En 2007, les milieux universitaires européens vibraient d'une question pressante : comment l'Espace européen de l'enseignement supérieur, alors en pleine expansion, allait-il véritablement intégrer sa riche diversité linguistique ? Cette question centrale rassemblait chercheurs et décideurs politiques, désireux de définir une stratégie pour les universités confrontées aux complexités du multilinguisme dans un contexte de mondialisation et de processus de Bologne. Les discussions s'inscrivaient dans une perspective où les langues n'étaient pas de simples outils de communication, mais des piliers de l'enrichissement culturel, de l'excellence académique et de l'identité européenne partagée.
Une tension majeure est apparue d'emblée : la tendance indéniable à imposer l'anglais comme langue d'enseignement commune, notamment dans les programmes de troisième cycle et la recherche internationale, contrastait souvent fortement avec l'idéal de promouvoir une véritable diversité linguistique. Si l'anglais offrait une langue véhiculaire pratique, une dépendance excessive à son égard menaçait de compromettre le riche esprit plurilingue que prônait l'Europe. Les participants se sont penchés sur ce paradoxe, explorant comment les institutions pouvaient concilier le besoin pragmatique d'une langue commune et l'impératif de promouvoir et de préserver la richesse du patrimoine linguistique du continent, notamment les langues régionales et minoritaires.

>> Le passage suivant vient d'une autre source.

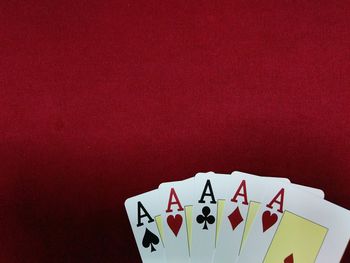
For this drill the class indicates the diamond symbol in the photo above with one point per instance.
(289, 259)
(235, 218)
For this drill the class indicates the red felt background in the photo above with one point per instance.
(103, 100)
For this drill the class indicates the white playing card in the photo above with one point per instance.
(242, 191)
(243, 198)
(174, 198)
(296, 226)
(142, 210)
(206, 193)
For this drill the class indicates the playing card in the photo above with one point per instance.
(174, 198)
(236, 214)
(142, 210)
(240, 190)
(206, 194)
(294, 225)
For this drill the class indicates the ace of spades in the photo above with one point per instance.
(141, 210)
(175, 197)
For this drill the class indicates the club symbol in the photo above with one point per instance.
(150, 239)
(205, 218)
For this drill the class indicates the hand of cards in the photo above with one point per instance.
(240, 218)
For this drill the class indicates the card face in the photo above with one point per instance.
(241, 191)
(142, 210)
(204, 217)
(294, 225)
(174, 198)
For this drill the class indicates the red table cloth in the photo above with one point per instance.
(103, 100)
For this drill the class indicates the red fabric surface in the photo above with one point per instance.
(103, 100)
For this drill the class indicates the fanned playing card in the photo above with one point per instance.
(142, 210)
(174, 199)
(294, 225)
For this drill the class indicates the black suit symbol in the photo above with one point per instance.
(150, 239)
(205, 218)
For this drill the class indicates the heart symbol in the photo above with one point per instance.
(174, 223)
(268, 220)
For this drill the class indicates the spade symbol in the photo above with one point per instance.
(205, 218)
(150, 239)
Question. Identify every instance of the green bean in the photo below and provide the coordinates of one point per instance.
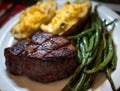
(87, 84)
(91, 59)
(106, 61)
(85, 42)
(115, 20)
(80, 82)
(107, 73)
(79, 55)
(113, 61)
(91, 43)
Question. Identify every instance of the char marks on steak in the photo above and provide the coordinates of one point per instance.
(44, 58)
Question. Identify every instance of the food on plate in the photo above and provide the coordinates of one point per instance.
(48, 57)
(45, 57)
(31, 19)
(68, 19)
(95, 51)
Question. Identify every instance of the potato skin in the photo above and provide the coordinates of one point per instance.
(76, 28)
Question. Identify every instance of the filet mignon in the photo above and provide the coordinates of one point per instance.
(44, 58)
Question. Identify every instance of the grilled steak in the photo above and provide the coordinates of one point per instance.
(44, 58)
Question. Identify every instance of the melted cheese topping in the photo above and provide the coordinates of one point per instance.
(66, 17)
(32, 18)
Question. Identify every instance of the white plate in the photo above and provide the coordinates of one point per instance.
(9, 82)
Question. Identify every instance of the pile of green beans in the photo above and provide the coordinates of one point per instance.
(95, 53)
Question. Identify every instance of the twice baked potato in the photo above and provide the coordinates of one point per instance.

Le séminaire a examiné les aspects pratiques de la mise en œuvre des politiques linguistiques au sein des universités. Des études de cas menées dans des régions bilingues, telles que la Catalogne, le Pays basque et le Pays de Galles, ont mis en lumière les défis spécifiques et les stratégies innovantes déployées par les institutions situées dans des contextes où plusieurs langues sont profondément ancrées dans le tissu social. Ces discussions ont souligné comment les universités s'efforcent d'intégrer les compétences multilingues à leurs programmes de formation, reconnaissant leur valeur d'échange croissante sur les marchés du travail et de la culture.

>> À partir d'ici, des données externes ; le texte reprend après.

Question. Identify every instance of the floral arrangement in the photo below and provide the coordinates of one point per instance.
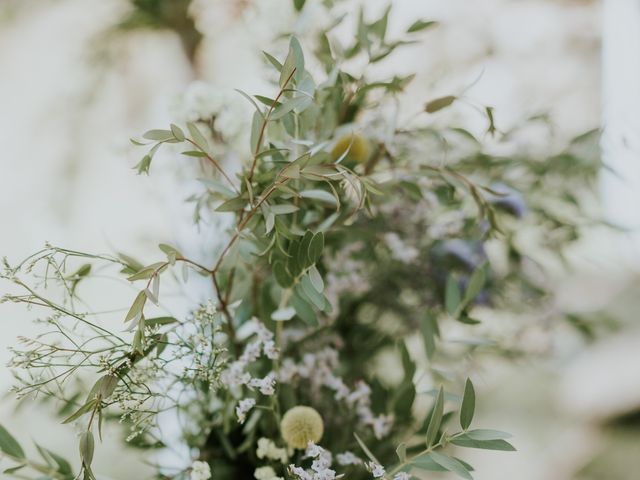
(367, 255)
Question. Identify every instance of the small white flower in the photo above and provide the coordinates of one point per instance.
(348, 458)
(300, 472)
(376, 470)
(268, 449)
(402, 476)
(200, 471)
(266, 473)
(243, 408)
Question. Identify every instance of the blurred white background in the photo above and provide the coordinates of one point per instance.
(71, 96)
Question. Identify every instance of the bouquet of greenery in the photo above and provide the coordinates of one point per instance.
(366, 257)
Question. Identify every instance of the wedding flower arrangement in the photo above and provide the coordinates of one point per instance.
(372, 257)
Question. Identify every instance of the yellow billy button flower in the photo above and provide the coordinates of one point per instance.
(301, 425)
(359, 152)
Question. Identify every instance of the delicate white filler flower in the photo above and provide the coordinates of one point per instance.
(200, 471)
(243, 408)
(376, 470)
(266, 473)
(402, 476)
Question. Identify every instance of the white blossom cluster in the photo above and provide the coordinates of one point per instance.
(267, 449)
(318, 368)
(320, 467)
(345, 275)
(221, 107)
(200, 471)
(266, 473)
(236, 374)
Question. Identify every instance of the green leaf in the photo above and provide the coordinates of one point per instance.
(283, 209)
(87, 445)
(419, 25)
(282, 276)
(451, 464)
(316, 279)
(436, 418)
(87, 407)
(366, 450)
(273, 61)
(476, 282)
(10, 445)
(12, 470)
(452, 295)
(311, 293)
(315, 247)
(296, 103)
(498, 444)
(429, 329)
(177, 132)
(439, 103)
(256, 128)
(158, 135)
(320, 195)
(293, 63)
(194, 153)
(158, 321)
(197, 136)
(108, 385)
(143, 165)
(401, 451)
(485, 434)
(136, 307)
(303, 310)
(468, 405)
(232, 205)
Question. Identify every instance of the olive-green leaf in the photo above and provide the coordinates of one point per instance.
(468, 405)
(452, 296)
(232, 205)
(436, 418)
(315, 247)
(419, 25)
(87, 407)
(10, 445)
(136, 306)
(87, 445)
(497, 444)
(476, 282)
(439, 103)
(196, 135)
(451, 464)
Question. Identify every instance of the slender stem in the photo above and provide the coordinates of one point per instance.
(264, 124)
(214, 163)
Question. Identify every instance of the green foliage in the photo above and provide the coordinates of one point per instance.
(330, 264)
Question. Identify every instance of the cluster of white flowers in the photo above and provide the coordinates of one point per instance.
(345, 274)
(400, 250)
(266, 473)
(320, 467)
(200, 471)
(402, 476)
(223, 107)
(236, 375)
(376, 470)
(318, 368)
(348, 458)
(243, 407)
(269, 450)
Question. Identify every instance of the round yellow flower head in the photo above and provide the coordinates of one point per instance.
(359, 152)
(301, 425)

Le concept de « plurilinguisme » – le répertoire dynamique des variétés linguistiques qu'un individu possède et utilise – a été un thème récurrent, se distinguant du « multilinguisme » comme simple présence de plusieurs langues sur un territoire donné. L'objectif n'était pas seulement que les institutions accueillent diverses langues, mais que les individus qui y travaillent développent une compétence linguistique riche et évolutive tout au long de leur vie. Cette vision dépassait le cadre de l'enseignement formel, reconnaissant le parcours d'acquisition linguistique continu et l'importance des compétences interculturelles.
De fait, l'internationalisation et la mobilité croissante des étudiants et du personnel au sein de l'Union européenne ont placé ces questions linguistiques au premier plan. Les universités étaient désormais perçues non seulement comme des centres de recherche, mais aussi comme des moteurs économiques, et le développement de compétences multilingues était considéré comme essentiel pour répondre aux exigences professionnelles des futurs diplômés. L'ambition collective était de créer de vastes espaces d'apprentissage multilingues et multiculturels, garantissant une communication inclusive et l'accessibilité comme valeurs universelles.
Des recommandations ont émergé, soulignant la nécessité de politiques linguistiques globales qui non seulement offriraient des services de soutien linguistique étendus, incluant des cours préparatoires et une formation continue, mais favoriseraient également la compréhension interculturelle. L'année 2007 a marqué un tournant significatif, avec l'octroi d'un portefeuille dédié au multilinguisme au sein de la Commission européenne, témoignant d'une prise de conscience politique accrue de son importance pour le projet européen. Les actes du séminaire ont ainsi constitué une réflexion essentielle sur l'état du multilinguisme dans l'enseignement supérieur européen, offrant des perspectives et traçant une voie à suivre pour les universités attachées à la fois à l'excellence académique et à la diversité linguistique dans un monde interconnecté.